A recipe for apple mincemeat appears in a 1910 issue of The Irish Times, made with apples, suet, currants, sugar, raisins, orange juice, lemons, spice and brandy.

There is also a similar recipe using green tomatoes instead of apples to create mincemeat in the 1970s book Putting Food By.

==20th century==

By the mid-twentieth century, most mincemeat recipes did not include meat, but might include animal fat in the form of suet or butter, or alternatively solid vegetable fats, making it vegan. Some recipes continue to include venison, minced beef sirloin or minced heart, along with dried fruit, spices, chopped apple, fresh citrus peel, Zante currants, candied fruits, citron, and brandy, rum, or other liquor. Mincemeat is aged to deepen flavours, with alcohol changing the overall texture of the mixture by breaking down the meat proteins. Preserved mincemeat may be stored for up to ten years.

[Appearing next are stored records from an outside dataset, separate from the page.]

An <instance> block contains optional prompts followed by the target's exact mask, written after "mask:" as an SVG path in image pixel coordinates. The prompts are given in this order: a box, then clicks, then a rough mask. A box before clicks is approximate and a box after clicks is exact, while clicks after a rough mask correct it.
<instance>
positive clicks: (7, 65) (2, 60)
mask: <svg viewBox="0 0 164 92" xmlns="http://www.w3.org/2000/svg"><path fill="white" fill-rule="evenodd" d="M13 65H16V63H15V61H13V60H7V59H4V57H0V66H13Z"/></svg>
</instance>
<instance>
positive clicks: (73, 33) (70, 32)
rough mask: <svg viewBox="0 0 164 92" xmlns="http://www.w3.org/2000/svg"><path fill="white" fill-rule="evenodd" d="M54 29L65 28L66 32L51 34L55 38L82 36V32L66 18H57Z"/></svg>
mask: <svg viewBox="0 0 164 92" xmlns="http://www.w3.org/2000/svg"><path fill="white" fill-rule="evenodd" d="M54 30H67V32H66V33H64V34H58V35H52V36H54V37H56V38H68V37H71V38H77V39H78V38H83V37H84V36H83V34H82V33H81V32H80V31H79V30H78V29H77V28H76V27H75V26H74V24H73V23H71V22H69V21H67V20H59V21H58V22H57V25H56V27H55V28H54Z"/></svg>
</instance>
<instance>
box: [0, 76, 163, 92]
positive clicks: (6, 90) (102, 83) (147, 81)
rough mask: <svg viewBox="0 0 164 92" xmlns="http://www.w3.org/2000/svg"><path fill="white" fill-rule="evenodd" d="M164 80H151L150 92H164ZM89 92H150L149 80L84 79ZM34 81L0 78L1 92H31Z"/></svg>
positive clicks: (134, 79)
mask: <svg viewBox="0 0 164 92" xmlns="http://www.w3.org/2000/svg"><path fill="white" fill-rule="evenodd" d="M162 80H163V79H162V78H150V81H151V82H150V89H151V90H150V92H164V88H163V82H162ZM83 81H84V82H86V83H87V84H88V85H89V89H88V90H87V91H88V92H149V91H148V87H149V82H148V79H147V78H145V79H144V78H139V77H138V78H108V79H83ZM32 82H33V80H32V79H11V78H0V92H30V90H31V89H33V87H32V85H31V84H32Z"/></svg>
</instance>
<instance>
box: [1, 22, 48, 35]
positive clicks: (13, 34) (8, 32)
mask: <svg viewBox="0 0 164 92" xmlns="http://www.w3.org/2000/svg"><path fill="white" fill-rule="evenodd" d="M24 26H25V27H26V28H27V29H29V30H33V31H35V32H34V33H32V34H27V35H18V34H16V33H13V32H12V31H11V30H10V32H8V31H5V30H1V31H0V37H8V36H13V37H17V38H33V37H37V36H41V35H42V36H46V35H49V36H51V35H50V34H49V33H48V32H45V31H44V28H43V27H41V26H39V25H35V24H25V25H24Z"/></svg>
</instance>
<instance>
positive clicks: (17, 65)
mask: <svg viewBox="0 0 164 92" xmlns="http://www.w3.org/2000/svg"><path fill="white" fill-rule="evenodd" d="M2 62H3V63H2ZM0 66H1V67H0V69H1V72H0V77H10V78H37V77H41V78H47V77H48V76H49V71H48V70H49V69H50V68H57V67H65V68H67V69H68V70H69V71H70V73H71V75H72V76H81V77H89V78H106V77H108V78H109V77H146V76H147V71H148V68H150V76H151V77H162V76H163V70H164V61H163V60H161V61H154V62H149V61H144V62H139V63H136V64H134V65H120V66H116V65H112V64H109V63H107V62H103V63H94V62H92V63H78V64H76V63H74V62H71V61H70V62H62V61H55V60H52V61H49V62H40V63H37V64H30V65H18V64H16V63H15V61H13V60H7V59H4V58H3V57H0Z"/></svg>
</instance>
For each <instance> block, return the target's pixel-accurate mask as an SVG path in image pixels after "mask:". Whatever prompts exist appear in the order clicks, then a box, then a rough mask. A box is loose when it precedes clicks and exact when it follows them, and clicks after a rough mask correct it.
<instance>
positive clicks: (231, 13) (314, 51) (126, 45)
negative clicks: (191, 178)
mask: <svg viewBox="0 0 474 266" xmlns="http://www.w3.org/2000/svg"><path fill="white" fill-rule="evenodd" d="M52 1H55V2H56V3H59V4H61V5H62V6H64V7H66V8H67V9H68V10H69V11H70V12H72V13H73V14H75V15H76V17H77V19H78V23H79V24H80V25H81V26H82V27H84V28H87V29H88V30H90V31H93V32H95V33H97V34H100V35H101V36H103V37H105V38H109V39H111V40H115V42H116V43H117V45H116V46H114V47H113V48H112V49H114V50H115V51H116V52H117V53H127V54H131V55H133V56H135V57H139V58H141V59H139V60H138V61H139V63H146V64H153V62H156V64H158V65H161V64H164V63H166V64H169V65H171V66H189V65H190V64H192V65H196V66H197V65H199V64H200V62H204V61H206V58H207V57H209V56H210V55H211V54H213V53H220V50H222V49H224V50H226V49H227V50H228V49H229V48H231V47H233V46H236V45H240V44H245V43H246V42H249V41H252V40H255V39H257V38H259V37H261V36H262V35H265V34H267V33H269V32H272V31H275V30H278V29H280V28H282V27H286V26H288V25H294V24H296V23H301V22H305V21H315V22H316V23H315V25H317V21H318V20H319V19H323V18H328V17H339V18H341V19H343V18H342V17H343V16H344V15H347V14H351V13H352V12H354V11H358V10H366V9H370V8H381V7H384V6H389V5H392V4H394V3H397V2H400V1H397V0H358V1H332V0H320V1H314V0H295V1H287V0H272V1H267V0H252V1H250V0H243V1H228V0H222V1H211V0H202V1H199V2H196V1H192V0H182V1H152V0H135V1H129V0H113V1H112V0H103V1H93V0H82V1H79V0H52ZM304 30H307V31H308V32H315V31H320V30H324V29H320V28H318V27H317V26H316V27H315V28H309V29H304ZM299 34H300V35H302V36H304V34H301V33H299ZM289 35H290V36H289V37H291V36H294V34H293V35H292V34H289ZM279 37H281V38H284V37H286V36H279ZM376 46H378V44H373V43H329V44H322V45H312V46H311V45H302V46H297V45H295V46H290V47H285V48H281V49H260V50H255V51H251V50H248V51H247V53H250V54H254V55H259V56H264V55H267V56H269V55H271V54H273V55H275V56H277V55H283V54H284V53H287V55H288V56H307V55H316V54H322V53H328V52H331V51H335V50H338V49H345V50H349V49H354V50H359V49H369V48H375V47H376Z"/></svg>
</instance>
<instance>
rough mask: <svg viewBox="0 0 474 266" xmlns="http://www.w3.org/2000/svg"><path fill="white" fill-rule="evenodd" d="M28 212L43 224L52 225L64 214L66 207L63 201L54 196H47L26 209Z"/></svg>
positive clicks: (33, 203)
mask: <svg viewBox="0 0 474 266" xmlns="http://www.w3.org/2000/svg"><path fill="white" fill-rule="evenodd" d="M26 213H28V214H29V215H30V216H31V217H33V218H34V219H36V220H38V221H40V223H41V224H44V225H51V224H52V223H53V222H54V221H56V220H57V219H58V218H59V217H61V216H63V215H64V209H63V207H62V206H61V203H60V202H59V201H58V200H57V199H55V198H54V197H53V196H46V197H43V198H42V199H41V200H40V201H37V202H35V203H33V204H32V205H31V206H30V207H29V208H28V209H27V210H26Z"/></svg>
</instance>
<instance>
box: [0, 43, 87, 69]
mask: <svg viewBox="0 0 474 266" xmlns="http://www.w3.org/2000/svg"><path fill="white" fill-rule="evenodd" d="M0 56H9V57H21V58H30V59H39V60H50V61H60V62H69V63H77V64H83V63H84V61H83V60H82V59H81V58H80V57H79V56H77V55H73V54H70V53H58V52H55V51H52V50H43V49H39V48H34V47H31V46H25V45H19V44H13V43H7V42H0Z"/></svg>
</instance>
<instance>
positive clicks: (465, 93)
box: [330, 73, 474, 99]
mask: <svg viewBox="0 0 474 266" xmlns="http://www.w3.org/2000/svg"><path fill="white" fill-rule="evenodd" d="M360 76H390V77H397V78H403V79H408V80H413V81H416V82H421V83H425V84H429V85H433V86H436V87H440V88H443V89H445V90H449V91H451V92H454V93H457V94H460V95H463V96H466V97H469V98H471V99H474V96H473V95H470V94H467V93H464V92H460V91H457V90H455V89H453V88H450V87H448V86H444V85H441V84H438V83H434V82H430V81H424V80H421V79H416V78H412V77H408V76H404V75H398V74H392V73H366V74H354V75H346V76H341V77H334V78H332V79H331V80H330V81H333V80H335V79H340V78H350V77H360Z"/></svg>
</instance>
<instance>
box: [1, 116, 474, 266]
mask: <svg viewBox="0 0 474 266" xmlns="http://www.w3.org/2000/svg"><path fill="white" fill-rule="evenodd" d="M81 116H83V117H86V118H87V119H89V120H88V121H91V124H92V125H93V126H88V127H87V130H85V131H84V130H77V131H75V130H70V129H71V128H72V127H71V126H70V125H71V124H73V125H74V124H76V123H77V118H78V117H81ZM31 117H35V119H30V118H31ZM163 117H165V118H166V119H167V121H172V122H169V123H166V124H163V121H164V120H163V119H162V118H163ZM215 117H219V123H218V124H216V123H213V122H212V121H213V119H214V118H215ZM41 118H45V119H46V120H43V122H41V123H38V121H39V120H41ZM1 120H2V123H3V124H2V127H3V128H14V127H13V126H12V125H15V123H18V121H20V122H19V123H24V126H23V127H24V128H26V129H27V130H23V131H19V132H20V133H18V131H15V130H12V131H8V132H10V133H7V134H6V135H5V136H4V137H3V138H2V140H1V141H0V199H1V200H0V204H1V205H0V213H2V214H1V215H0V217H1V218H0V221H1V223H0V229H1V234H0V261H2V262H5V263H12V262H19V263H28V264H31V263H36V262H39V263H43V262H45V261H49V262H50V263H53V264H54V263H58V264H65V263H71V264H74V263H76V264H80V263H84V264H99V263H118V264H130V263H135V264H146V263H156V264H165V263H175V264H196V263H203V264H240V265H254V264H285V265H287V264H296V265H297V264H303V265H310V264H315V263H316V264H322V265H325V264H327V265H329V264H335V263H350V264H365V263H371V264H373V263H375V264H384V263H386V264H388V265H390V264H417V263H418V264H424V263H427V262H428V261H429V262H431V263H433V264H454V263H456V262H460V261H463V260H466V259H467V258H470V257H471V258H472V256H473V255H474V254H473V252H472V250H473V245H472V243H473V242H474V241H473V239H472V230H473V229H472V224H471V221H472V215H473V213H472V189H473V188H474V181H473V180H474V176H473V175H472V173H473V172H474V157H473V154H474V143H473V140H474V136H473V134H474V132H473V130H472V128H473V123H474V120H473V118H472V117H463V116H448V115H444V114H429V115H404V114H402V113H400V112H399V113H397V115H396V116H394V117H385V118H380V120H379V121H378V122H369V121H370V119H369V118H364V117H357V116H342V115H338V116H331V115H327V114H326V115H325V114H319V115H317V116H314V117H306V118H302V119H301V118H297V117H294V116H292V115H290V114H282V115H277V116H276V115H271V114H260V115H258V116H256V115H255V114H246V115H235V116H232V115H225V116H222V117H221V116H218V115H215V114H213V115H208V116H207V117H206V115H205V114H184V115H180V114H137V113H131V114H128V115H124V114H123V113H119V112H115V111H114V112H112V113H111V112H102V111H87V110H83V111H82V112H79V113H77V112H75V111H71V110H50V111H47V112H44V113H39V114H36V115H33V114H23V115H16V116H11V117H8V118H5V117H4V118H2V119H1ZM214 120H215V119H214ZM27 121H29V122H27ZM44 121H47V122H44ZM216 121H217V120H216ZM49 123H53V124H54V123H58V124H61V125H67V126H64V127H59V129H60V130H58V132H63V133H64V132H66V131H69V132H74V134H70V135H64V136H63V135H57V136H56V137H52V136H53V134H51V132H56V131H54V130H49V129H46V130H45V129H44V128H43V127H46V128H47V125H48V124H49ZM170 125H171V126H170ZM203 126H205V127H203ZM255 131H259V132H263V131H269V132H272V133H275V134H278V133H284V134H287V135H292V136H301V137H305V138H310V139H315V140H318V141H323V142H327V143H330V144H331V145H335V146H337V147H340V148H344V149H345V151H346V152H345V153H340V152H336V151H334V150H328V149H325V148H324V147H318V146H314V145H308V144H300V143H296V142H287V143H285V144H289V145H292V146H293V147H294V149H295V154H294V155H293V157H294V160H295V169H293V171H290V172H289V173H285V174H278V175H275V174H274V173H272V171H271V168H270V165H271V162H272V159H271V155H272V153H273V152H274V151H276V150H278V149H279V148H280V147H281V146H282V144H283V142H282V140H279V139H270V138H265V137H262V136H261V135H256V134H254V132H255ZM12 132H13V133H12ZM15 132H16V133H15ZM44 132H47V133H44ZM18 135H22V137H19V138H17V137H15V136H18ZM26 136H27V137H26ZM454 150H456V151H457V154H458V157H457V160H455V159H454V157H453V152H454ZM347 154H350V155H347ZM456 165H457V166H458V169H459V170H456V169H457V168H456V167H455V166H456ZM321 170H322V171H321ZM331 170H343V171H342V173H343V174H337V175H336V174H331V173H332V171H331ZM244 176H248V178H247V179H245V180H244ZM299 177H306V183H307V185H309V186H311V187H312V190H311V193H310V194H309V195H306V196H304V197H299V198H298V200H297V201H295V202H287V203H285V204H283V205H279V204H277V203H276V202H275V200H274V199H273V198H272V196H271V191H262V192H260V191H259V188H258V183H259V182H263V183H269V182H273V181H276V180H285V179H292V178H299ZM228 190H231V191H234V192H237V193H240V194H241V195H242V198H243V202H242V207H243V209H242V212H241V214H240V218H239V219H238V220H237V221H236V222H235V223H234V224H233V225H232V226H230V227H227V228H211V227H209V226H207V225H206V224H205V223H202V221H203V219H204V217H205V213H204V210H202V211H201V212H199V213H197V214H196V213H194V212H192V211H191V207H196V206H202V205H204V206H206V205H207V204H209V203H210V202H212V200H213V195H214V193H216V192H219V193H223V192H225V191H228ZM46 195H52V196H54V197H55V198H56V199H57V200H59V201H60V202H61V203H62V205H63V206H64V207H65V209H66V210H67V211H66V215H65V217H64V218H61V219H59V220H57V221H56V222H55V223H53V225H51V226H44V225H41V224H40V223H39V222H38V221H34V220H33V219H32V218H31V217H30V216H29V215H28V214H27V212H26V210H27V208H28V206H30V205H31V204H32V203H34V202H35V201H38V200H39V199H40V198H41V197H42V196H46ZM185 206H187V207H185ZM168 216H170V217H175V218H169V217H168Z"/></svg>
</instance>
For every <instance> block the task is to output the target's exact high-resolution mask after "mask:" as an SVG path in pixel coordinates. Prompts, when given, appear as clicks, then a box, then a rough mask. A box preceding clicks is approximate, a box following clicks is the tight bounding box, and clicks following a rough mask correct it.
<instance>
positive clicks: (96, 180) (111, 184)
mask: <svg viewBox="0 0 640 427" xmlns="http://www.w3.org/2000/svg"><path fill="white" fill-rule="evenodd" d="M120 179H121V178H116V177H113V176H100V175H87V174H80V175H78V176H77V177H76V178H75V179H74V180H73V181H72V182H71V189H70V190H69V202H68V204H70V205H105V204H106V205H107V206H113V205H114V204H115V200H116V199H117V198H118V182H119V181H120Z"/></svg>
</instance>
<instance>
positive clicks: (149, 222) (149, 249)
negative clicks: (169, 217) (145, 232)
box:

Mincemeat can be produced at home. Commercial preparations, primarily without meat, packaged in jars, foil-lined boxes, or tins, are commonly available.

Mince pies and tarts are frequently consumed during the Christmas holiday season. In the northeast United States, mincemeat pies are also a traditional part of the Thanksgiving holiday.

Like other pies, mince pies are sometimes served with cheese, notably cheddar.